Ovarian cancer is the most deadly gynecologic malignancy. In the US alone, an estimated 21,500 new cases will be diagnosed in 2009, and an estimated 14,600 women will die from this disease.[1] Early-stage ovarian cancer is generally asymptomatic, so most patients with ovarian cancer present at an advanced stage of disease. The tumor stage is a significant prognostic variable, and patients with advanced disease have poorer outcomes.

Several large clinical trials were conducted to identify the best treatment options for women with advanced ovarian cancer. Data generated by these studies led to the 2006 National Cancer Institute (NCI) Clinical Announcement recommending that intraperitoneal (IP) chemotherapy become the standard of care for patients with newly diagnosed stage III optimally de-bulked epithelial ovarian cancer.[2] Table 1 summarizes the three main clinical trials that demonstrated a significant improvement in survival among ovarian cancer patients treated with chemotherapy via the IP route, as opposed to the intravenous (IV)-only route.[3–5] The NCI reported that clinical trials showed the IP method to be safe and effective, and this report sparked a renewed interest in IP chemotherapy.
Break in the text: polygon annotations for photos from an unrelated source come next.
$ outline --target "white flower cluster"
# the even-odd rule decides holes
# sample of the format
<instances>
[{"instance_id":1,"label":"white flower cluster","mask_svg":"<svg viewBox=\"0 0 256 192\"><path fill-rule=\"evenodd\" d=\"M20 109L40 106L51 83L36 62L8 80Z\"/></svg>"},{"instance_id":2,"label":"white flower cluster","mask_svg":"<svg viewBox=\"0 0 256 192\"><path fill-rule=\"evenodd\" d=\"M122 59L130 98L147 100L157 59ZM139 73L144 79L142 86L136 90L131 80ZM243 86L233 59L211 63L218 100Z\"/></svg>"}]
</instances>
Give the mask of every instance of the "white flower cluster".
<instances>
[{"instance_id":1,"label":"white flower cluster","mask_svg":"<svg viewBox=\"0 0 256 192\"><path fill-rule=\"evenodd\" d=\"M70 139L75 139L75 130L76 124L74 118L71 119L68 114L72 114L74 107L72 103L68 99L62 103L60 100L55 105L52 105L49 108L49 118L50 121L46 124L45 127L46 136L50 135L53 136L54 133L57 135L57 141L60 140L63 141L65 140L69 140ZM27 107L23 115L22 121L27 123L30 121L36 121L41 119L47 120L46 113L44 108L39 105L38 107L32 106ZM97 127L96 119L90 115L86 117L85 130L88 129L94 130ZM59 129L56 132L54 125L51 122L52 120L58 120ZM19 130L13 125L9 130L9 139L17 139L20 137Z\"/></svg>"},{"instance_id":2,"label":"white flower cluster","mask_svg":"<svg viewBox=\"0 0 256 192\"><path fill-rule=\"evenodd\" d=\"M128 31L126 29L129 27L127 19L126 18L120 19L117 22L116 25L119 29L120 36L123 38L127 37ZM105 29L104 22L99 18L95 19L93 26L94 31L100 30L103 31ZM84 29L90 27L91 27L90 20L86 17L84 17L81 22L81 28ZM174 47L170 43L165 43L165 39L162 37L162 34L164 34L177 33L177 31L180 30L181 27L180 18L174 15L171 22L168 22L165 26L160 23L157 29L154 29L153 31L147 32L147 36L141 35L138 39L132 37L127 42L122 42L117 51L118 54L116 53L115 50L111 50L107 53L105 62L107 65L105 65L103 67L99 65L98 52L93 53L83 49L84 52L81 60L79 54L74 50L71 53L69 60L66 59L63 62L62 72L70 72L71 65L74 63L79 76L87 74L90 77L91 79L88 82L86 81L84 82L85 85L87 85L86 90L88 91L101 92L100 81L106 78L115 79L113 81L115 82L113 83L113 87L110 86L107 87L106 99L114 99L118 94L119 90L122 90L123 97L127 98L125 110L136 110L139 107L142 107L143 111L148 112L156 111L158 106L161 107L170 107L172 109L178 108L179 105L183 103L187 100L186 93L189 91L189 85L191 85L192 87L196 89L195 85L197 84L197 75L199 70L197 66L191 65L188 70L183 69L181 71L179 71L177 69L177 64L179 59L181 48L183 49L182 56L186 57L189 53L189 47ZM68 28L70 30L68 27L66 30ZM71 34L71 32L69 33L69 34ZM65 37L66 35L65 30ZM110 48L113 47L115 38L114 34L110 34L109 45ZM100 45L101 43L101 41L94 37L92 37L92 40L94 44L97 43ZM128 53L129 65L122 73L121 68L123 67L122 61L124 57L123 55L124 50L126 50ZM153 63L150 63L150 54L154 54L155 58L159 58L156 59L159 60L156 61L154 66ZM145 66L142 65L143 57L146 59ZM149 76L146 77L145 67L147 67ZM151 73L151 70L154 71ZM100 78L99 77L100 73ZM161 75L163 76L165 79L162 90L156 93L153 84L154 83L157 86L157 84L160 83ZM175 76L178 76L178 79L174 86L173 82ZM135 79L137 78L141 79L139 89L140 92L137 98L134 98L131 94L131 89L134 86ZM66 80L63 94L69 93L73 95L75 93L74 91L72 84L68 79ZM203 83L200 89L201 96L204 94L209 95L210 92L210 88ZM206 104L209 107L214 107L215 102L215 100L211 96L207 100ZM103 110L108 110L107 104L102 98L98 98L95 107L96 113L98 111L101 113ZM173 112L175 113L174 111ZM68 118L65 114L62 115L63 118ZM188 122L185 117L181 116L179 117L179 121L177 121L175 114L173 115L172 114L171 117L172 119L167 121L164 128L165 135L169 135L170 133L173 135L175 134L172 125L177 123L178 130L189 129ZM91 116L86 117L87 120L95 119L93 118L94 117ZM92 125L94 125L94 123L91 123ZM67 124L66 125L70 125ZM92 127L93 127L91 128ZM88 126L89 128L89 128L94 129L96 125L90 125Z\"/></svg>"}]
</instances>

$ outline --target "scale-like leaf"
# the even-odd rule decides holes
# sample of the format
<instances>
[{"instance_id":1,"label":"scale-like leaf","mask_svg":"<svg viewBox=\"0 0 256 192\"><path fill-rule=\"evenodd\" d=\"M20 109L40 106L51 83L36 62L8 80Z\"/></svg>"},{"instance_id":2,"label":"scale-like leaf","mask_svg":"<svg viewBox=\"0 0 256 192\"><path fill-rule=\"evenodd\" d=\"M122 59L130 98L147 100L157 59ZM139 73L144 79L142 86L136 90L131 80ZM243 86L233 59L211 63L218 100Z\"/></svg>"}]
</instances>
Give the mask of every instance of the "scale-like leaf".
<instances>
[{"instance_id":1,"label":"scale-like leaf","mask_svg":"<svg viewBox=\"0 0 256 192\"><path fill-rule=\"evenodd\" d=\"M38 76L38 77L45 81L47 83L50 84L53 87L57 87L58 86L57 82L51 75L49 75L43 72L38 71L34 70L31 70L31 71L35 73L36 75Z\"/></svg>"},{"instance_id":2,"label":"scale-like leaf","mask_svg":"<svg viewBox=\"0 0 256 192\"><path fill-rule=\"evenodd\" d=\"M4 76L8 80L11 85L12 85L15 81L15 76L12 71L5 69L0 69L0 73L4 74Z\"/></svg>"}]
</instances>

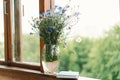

In the past, healthcare providers were wary of IP chemotherapy for several reasons: IP chemotherapy required more resources and was more involved than IV chemotherapy. It required providers to master a new and complicated technique. Furthermore, there were concerns regarding IP chemotherapy study designs and outcomes. Healthcare providers needed to identify ideal candidates, that is, patients with limited, small-volume residual disease without adhesions. In addition, there were many reported toxicities with IP chemotherapy, including leukopenia and thrombocytopenia; gastrointestinal, renal, neurologic, and metabolic complications; fatigue; infection; and pain.[3–5] These toxicities may be expected with use of a higher IV cisplatin dose (100 mg/m2 vs 75 mg/m2) and addition of IP paclitaxel on day eight.[6] At Memorial Sloan-Kettering Cancer Center (MSKCC), we use a lower cisplatin dose (75 mg/m2) in an attempt to reduce these toxicities (see Table 2).